As noted in the Initial Memorandum Opinion, whether Ms. Scales had any right to receive all or some portion of her 2010 Tax Overpayment was contingent upon the IRS’s determination of the amount of tax refund, if any, due her for the 2010 tax year. At the time she filed her bankruptcy petition, the IRS had not yet made such determination so Ms. Scales still held a contingent right to receive some or all of those funds. Beaucage v. Internal Revenue Service, 342 B.R. 408, 411 (D.Mass.2006) (noting debtor’s error in presupposing that a tax overpayment is an asset of the debtor’s estate rather than a property right contingent upon the IRS Secretary’s exercise of discretion pursuant to 26 U.S.C. § 6402). However, once the IRS Secretary applied the netting provisions of 26 U.S.C. § 6402(d), the contingency necessary for debtor to receive any of the 2010 Tax Overpayment (that is, an entitlement of a tax refund) could no longer be satisfied and her contingent interest in those funds was extinguished. Id. at 410.1
*515In her supplemental pleading debt- or contends that the IRS was not entitled to apply all of the 2010 Tax Overpayment to the Mortgage Deficiency because a portion of those funds are attributable to an earned-income tax credit which, debtor claims, cannot constitute an “overpayment.” This argument was addressed by the U.S. Supreme Court in Sorenson v. Secretary of the Treasury of the United States, 475 U.S. 851, 106 S.Ct. 1600, 89 L.Ed.2d 855 (1986). In that case, the Supreme Court held that an earned-income tax credit is an overpayment that is subject to the interception provisions of 26 U.S.C. § 6402(c).2 Debtor has failed to set forth any argument as to why the Supreme Court’s holding in Sorenson would not apply with equal force to the intercept provision at issue in this case. Accordingly, debtor’s contention is unsupported in this case.
Debtor also contends that the 2010 Tax Overpayment cannot be applied to the Mortgage Deficiency because there was no compliance with a “60-day prior notice requirement.” Debtor does not, however, provide any support for such contention. Moreover, as noted in the Initial Memorandum Opinion, counsel for debtor represented to the Court at the initial hearing on this matter that no factual issues were in dispute and, in her initial pleadings, debtor never contended that the United States was prohibited from applying the 2010 Tax Overpayments to reduce the Mortgage Deficiency under applicable provisions of Title 26 of the United States Code.
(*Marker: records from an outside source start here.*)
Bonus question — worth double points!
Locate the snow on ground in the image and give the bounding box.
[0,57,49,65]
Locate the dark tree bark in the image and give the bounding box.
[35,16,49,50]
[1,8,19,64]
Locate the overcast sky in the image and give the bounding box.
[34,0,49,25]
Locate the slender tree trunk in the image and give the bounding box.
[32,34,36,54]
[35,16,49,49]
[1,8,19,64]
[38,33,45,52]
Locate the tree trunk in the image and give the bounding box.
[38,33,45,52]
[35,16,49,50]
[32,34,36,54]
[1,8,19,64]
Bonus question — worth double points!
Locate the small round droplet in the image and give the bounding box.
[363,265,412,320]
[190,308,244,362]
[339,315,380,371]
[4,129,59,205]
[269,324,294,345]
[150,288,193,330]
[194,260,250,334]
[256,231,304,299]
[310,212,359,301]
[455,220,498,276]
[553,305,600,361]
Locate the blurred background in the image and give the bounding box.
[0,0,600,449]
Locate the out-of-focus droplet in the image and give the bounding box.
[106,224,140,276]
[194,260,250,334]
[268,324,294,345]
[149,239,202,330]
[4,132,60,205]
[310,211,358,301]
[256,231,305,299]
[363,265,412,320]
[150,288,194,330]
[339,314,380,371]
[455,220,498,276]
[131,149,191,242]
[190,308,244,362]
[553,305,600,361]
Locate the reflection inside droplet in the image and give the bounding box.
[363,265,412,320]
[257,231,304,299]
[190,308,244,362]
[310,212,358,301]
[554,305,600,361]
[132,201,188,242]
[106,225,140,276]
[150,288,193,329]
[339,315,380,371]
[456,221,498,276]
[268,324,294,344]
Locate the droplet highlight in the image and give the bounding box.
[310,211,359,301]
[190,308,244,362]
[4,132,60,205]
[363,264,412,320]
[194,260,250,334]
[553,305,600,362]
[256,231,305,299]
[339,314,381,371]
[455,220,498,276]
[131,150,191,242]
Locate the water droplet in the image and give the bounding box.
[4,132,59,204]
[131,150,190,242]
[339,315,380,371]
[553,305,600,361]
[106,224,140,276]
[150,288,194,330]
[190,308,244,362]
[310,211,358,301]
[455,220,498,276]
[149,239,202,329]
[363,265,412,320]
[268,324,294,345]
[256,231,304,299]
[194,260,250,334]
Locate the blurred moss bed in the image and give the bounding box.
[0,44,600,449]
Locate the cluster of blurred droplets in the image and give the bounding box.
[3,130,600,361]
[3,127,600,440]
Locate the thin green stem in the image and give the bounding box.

Accordingly, this argument is also unsupported in this case.
CONCLUSION
Based upon the foregoing, the Court finds that debtor’s “Motion for USDA-Rural Housing Development to Appear and Show Cause Why it Should not be Found in Contempt of Court” [docket # 16] is not well taken and is hereby DENIED.

. A federal agency receiving funds through the tax intercept program can be held respon*515sible if it is demonstrated that its actions were inappropriate. Had the USDOA been properly notified of Ms. Scales’ bankruptcy filing, an issue of whether the automatic stay was violated might exist. However, as discussed in the Initial Memorandum Opinion, the netting provisions of 26 U.S.C. § 6402(d) occurred before the USDOA was properly notified of the bankruptcy filing and, thus, no actionable violation of the automatic stay could exist in this case. See Initial Mem. Op. at pp. 9-10.

. Subsection (c) of 26 U.S.C. § 6402 requires the amount of any overpayment to be reduced by the amount of any past-due child-support payments assigned to a State.